Bug #9406 Arabic letter (Feh, U+0641) gets corrupted when entered in a table
Submitted: 25 Mar 2005 21:06 Modified: 25 Apr 2005 18:07
Reporter: Martine Petrod Email Updates:
Status: Not a Bug Impact on me:
None 
Category:MySQL Server Severity:S2 (Serious)
Version:4.1.7 & 4.1.10a OS:Windows (Windows XP)
Assigned to: CPU Architecture:Any

[25 Mar 2005 21:06] Martine Petrod
Description:
dummy-line-for-utf8-textfile-start-character.

-- This is a script documenting a strange problem I encountered with Arabic:
-- I am working on PC / Windows XP with MySQL 4.1.10a - just updated from 4.1.7:
-- ONE letter (Feh, Unicode 0641) seems to get corrupted when entered in a table, 
-- while all the other Arabic letters I used were OK.

use test;
tee outfile.txt;

drop table if exists ALetters;

create table ALetters (
  letter VARCHAR(2) CHARACTER SET UTF8, 
  name VARCHAR(5) CHARACTER SET UTF8);

-- entering 3 different letters for comparison:

INSERT INTO ALetters VALUES ('ب','ba'),('ف','fa'),('ك','kaf');
SELECT * FROM ALetters;

-- seems OK so far, BUT the letter 'fa' is incorrectly rendered in the table (column letter),
-- It comes out as a ? in the outfile.txt (if the textfile is encoded as utf8), and
-- on my html page using perl/CGI/DBI it is displayed as another letter (Tehe: ٿ, Unicode 067F)? 
-- But the letter comes out correctly when using the following statements:

select hex('ف');
select unhex('d981');
select unhex(hex('ف'));

-- select unhex(hex('ب'));
-- select unhex(hex('ف'));
-- select unhex(hex('ك'));

-- BUT when using the same statement with values from the table,
-- the letter 'fa' is of course corrupted as before:

INSERT INTO ALetters select unhex(hex(letter)), name from Aletters;
SELECT * FROM ALetters;

-- WHY is the letter 'fa' corrupted? How do I put it right?

How to repeat:
-- use following source script from utf8 encoded text file:

use test;
tee outfile.txt;

drop table if exists ALetters;

create table ALetters (
  letter VARCHAR(2) CHARACTER SET UTF8, 
  name VARCHAR(5) CHARACTER SET UTF8);

INSERT INTO ALetters VALUES ('ب','ba'),('ف','fa'),('ك','kaf');
SELECT * FROM ALetters;

select hex('ف');
select unhex('d981');
select unhex(hex('ف'));

INSERT INTO ALetters select unhex(hex(letter)), name from Aletters;
SELECT * FROM ALetters;

Suggested fix:
?
[25 Mar 2005 21:13] Martine Petrod
Script

Attachment: TestA.sql (text/plain), 1.44 KiB.

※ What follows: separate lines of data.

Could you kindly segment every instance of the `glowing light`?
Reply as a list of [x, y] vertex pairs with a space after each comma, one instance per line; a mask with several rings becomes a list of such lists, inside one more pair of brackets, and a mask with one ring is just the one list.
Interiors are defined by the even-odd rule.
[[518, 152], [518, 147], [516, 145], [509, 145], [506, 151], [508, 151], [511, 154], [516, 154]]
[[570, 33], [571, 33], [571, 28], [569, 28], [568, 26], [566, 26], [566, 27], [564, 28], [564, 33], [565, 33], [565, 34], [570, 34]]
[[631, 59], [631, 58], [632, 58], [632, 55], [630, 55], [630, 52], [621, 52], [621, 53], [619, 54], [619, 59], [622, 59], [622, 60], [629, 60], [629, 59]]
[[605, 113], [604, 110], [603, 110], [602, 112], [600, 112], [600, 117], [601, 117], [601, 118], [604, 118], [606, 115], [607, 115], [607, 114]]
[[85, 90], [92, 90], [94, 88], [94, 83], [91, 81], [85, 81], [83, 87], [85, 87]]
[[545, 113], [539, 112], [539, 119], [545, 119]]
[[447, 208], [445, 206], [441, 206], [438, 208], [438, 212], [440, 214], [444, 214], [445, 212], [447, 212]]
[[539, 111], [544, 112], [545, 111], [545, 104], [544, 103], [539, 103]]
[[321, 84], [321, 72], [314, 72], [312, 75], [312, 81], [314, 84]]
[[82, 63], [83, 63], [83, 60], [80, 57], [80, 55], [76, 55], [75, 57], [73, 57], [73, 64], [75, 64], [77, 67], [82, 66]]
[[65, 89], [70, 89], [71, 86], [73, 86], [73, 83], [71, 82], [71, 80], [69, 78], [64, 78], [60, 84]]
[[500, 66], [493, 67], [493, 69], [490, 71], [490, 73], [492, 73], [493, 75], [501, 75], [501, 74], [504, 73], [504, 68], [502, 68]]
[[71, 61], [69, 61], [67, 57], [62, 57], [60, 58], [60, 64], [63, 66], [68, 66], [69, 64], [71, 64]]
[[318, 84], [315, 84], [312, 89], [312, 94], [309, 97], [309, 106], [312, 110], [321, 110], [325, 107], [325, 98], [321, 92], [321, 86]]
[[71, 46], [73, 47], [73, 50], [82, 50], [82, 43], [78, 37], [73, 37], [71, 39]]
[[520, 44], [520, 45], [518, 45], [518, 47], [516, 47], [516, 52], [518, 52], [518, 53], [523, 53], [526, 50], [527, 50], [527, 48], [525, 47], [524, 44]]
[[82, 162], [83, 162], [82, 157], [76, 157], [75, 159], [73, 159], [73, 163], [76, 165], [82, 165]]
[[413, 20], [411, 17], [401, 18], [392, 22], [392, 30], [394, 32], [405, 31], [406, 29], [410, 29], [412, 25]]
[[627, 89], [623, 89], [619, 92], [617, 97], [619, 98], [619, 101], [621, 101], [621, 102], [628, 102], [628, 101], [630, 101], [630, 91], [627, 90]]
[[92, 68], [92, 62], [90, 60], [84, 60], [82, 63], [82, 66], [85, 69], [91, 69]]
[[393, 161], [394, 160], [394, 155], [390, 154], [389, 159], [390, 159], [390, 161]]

[25 Mar 2005 21:13] Martine Petrod
Output file

Attachment: outfile.txt (application/octet-stream, text), 1.22 KiB.

[25 Mar 2005 21:16] Martine Petrod
Original source script and output files are attached as utf8 encoded text files in order to preserve the Arabic letters.
[25 Mar 2005 21:18] Martine Petrod
Category: also MyISAM Table Handler
[26 Mar 2005 2:27] Heikki Tuuri
Hi!

My guess is that you have set the client character set or the mysql client character set wrong in your my.cnf. By default, the mysql interactive SQL client uses the MS-DOS character set.

Please test with different client charsets in my.cnf.

Regards,

Heikki
[26 Mar 2005 10:56] Martine Petrod
Hi!
Thank you very much - 
You were right and I just had to force utf8 as client character set in my.ini as described at the end of 5.8.1. to make it work.
By the way I'm glad to see that bug #7571 (The output of the STATUS (\s) command in mysql had the values for the server and client character sets reversed) is being fixed: that had me confused for a while...
[18 Apr 2005 20:29] Allen Jensen
Sounds like bug ID 8730.  Have seen a couple of these in the database.

Still seeing problem in 4.1.10

Unicode character U+30CD converted to UTF8 is (hex) E3 83 8D
Store this in a utf8 column (load table infile).
Select or any other means of retrevial shows corrupted data.

%_set_% all defaulted - show as latin1 except system which
shows as utf8.  Did a SET NAMES 'utf8'; just before the load.